For your convenience, we are providing a Makefile to make it more convenient to compile, test, and submit your code. To see the commands that are available, open it up.

you@ecegrid-thin1 ~/368/ec01 $ vim Makefile

In summary:

  • make … compiles your code.
  • make test … compiles your code and runs ./test_hashing.
  • make submit … submits the required files. (Double-check!!!)
  • make valgrind … compiles your code and checks for memory faults using Valgrind.

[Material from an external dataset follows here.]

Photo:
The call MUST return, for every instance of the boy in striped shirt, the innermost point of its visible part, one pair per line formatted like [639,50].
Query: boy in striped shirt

Requirement: incremental submissions

You are required to submit at least 6 times, at least 10 minutes apart with significant differences in the code—and the amount of working functionality—between these submissions. Submitting even more often is strongly encouraged as it saves backups of your work, in case something goes wrong.

Requirements

  1. Your submission must contain all files included in the starter code. We will only check the following file:
    file contents
    hashing.c functions
    calc hash of file content(char const✶ path, uint64 t✶ a hash value, size t capacity)
    return type: bool
    Calculate the hash for the bytes in the file at path.
    • path is the filename (or path) to the file.
    • Assume the file might be a binary file, i.e., bytes may have values from 0 to 255.
    • capacity is the size of the hash space (i.e., number of distinct hash values possible). If we were using this for a hash table, this would be the capacity of the hash table.
    • If you were able to successfully open and read the contents of the file, set *a_hash_value to the resulting hash value and return true.
    • If you were unable to open the file, return false, and do not modify *a_hash_value.
    • You may follow the outline given in the notes for our lecture (from Prof. Koh's slides), but it will not work as is. You need to understand what it is doing.
    get next prime(unsigned long n)
    return type: unsigned long
    Return the next prime number greater than n.
    • n may be any integer ≥0.
    • You will need to use trial division to test for primality, but be efficient.
      • Avoid testing numbers that are divisible by 2 or 3 (except when n ≤ 4).
      • Note that ever prime number can be expressed as $6k + i$ where k is an integer and i ∈ {1, 5}. You can use that to structure your code.
      • Do not use any helper functions.
      • We may or may not test the efficiency of your code, but it isn't too hard to do and it is good to know. It doesn't add much difficulty to this.
    • This will be worth half the credit for this assignment.
  2. Do not modify the function signatures of the required functions.
  3. You may use the functions in file_utils.c, if you find them useful. Some of those functions relate to a broader version of this assignment. (We had originally planned to have you write a program to find duplicate files. We reduced the assignment but left some of those support functions in there. Those who are interested may complete the rest for fun (no additional credit). Ask and we can give you the details.
  4. We have provided tests for you in test_hashing.c.c.
  5. In case of any corrections announced by email, apply them and ensure that your code works.
  6. Running time should be reasonable for each operation. Follow the spirit of the assignment.
  7. Only the following external header files, functions, and symbols are allowed in hashing.c.
    header functions/symbols allowed in…
    stdbool.h bool, true, false *
    stdio.h * *
    stdint.h * *
    assert.h assert *
    stdlib.h * *
    All others are prohibited unless approved by the instructor. Feel free to ask if there is something you would like to use.
  8. Use create_graph_with_no_edges(…) to create a graph structure to start with. Caller is responsible for freeing.
  9. Follow the policies on homework (including the base requirements) and academic integrity. For example:
    • Do not copy code from generated by Chat-GPT (or other GenAI tools).
    • Do not copy code found on the web.

Submit

To submit EC01 from within your ec01 directory, type

make submit

That should result in the following command: 368submit EC01 hashing.c test_hashing.c hashing.h file_utils.h file_utils.c credit.txt Makefile

Q&A

Updates

There are no updates to EC01 so far.